クロエが来たのに気付いた皆の視線がこちらに向いたが、クロエの目は輪の中心に居るジルに釘付けになる。
「来た来た」と、ジョシュアが破顔した。
「グリフォンから脱走してきたそうだ」
ジルを指してそう説明する。彼は拘束されていたわりには、いつか見たような私服だった。
「ひどい奴で、竜を使って私を脅すんだよ。仕方がないからきみを引き渡すことにした」
ジョシュアが芝居がかった調子で嘆くと、ジルは「脅されついでに風呂と着替えまで有難うございました」と笑う。近くで見ると、ジルの黒髪は僅かに濡れていた。
「グリフォンの収監所は綺麗なんですけど、洗い場でお湯が使えないんですよ。あれ、辛いですね」
「そうなのか!それは囚人が気の毒だな。レディオンではちゃんと使えるというのに」
「そうですよね。――快適だった?」
唐突にそう訊かれ、クロエは固まる。ジョシュアが楽し気に笑った。
「この子の入っていた牢屋はもっと凄いぞ。お茶とお菓子が付くのだからな!」
「それは物凄い差別ですね」
「す、す、すみません…」
クロエは思わず小さくなる。ジルが本気で収監されていた間、クロエの方はというと相も変わらず豪華なお部屋で客人扱いだったのだ。流石に今は化粧はしていないし、服も本来の自分のもので、地味な膝丈チュニックを着ているが。

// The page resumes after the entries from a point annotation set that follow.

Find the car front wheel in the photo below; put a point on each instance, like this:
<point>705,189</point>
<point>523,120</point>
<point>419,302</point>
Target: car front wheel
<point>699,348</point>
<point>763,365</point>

ジルはジョシュアに目を戻すと、手にした荷物を肩に掛けながら言った。
「色々と、有難うございました」
「…それで?お前はどうするつもりだ?」
「密告者を探ります」
迷い無く答えた彼に、ジョシュアはふむと呟く。
「それに関しては我々も動いている。本物のフランシア姫と一緒に逃げたという男に関して、この子の侍女として来ていたあの女性が、ル・ブランで素性を調べて来てくれる手筈だ」
クロエ達が話したことに関しては、既にジョシュアの口からジルに伝わっているらしい。ジルは「有難うございます」と応えた。
「…ですが、ただ待っているのも性に合わないので、俺はこの地で手掛かりを探します」
「当てがあるのか?」
「そうですね、少し」
「あと5日だぞ」
「はい」
頷いたジルの紫色の瞳には、強い決意が表れている。ジョシュアはそれ以上何も言わず「分かった」と頷いた。そしてクロエに目を向ける。
「頼んだよ。お茶会の邪魔をして悪いが、例の男の顔を知っているのはきみだけだからね」
「はい…!…有難うございます!!」
ジルの手伝いが出来るなら、こんなに嬉しいことは無い。クロエは力強くそう応じた。
やがて翼竜と伴に、ジルとクロエは空に飛び立っていった。それを見送った騎士の1人が、「あの子、なんか見覚えがあるんだけど…」と呟く。
「俺も思った。似てるよな、ジルが口説きに行った子に」
「あぁそうだ!それだ!」
「あぁ確かに!ジルが珍しく自分から口説きに行った子に似てる!結婚控えてるくせにな」
「振られたって言ってたやつか」
「それそれ」
というか本人か?いやいやまさか!と騎士達が口々に言い合うなか、見送るジョシュアは目を細めて青天の空を仰いでいた。